AS PM Boris Johnson gave his latest COVID-19 speech last night (May 10th), social media has been awash with motorcyclists who are both confused and relieved in equal measure.

However, a document providing greater detail of the plans was released on Monday and while it doesn't mention motorcycling directly, here’s what the new regulations mean for UK motorcyclists.

First and foremost, the plans the PM laid down are not beginning today, he states that could come into effect in England only on Wednesday – as long as the rate of infection remains on its current downward course.

Importantly, Scotland, Northern Ireland and Wales have maintained the existing restrictions around the 'Stay At Home' message and thus do not apply to Boris Johnson's new measures.

The first major change, that will alter the lives of a great number of people is the news that those who cannot work from home should be “actively encouraged” to return to work. Previously, non-key-workers who worked in an industry that meant they couldn’t work from home would have been unable to work or even placed on the furlough scheme.

The new guidance is stating that these people can return to work so long as social distancing is observed and their employer puts in place safety measures within the workplace.

People returning to work are being advised to avoid public transport for obvious reasons, making your bike the natural choice for health and convenience.

Another key point that will impact us motorcyclists is the news that from Friday we can now travel freely to “other destinations”. While this at first sounds vague, we take it to mean that trips, by motorcycle, car or otherwise, do not have to be limited to essential shopping trips and picking up of medicines for yourself or loved ones. It also goes hand in hand with the PM’s next point around exercise.

Here he states that from Wednesday the government “want to encourage people to take more and even unlimited amounts of outdoor exercise.” Going on to say, “You must obey the rules on social distancing, and to enforce those rules we will increase the fines for the small minority who break them.”

What does the COVID-19 easing mean for pleasure riding?

The new guidelines also mean we can enjoy parks and public spaces without the need to be taking part in exercise at that time. Again, this will only be the case if social distancing is observed and we are mixing with members of our own households.
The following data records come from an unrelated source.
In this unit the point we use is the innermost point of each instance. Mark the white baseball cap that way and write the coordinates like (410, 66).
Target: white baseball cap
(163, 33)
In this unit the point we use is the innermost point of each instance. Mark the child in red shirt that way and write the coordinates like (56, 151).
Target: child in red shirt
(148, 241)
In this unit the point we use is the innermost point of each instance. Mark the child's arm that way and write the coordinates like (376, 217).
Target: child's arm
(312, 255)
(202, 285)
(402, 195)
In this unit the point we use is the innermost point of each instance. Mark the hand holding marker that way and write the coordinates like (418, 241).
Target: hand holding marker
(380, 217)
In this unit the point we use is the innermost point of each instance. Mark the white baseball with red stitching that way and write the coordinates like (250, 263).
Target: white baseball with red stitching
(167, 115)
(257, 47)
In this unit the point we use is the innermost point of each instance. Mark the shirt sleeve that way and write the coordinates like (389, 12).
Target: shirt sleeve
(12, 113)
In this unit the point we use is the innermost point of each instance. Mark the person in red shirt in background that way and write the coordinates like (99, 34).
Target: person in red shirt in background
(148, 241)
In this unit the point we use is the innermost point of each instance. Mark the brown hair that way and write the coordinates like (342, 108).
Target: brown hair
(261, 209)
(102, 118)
England-based bikers can venture out on the motorcycle freely to wherever they want from Wednesday, including beauty spots and social spaces, though the advice is to be cautious when doing so as these run the risk of being particularly busy.

Regardless, social distancing when arriving at your destination remains a must. While the new regulations allow you to meet people from other households, you can only meet one person in a public space and must maintain a two-metre social distance when doing so.

Another key part of the speech that could lead to things like trackdays beginning again stated that by July some of the hospitality industry and “other public places” could open again.

While it doesn’t mention tracks and trackdays directly – I’m not sure they are very high on the PM’s agenda – it would make sense, in my mind at least, to reopen those before pubs, clubs, bars and restaurants - where is easier to manage numbers, social distancing, and close contact.

Well, off the track it is anyway.

While the new guidelines look like a green flag to go out and ride, we would like to discourage any pleasure riding at this point. As the statement advises, this is to come into place on Wednesday so long as the rate of infection continues to drop.

It's also worth noting that all of us heading out to ride and cartwheeling our bikes in every ditch known to mankind is not going to look very good. If and when we are allowed to ride again, lets set an example. Steer clear of big group gatherings. Stay away from closed cafes and popular meeting points. Take it easy and don't be a dick, we might only get one chance at this!

Comments

Also need to check the condition of roads and private tracks. I have been called out to clear trees and branches from tracks that thankfully have been inspected before they were back in use.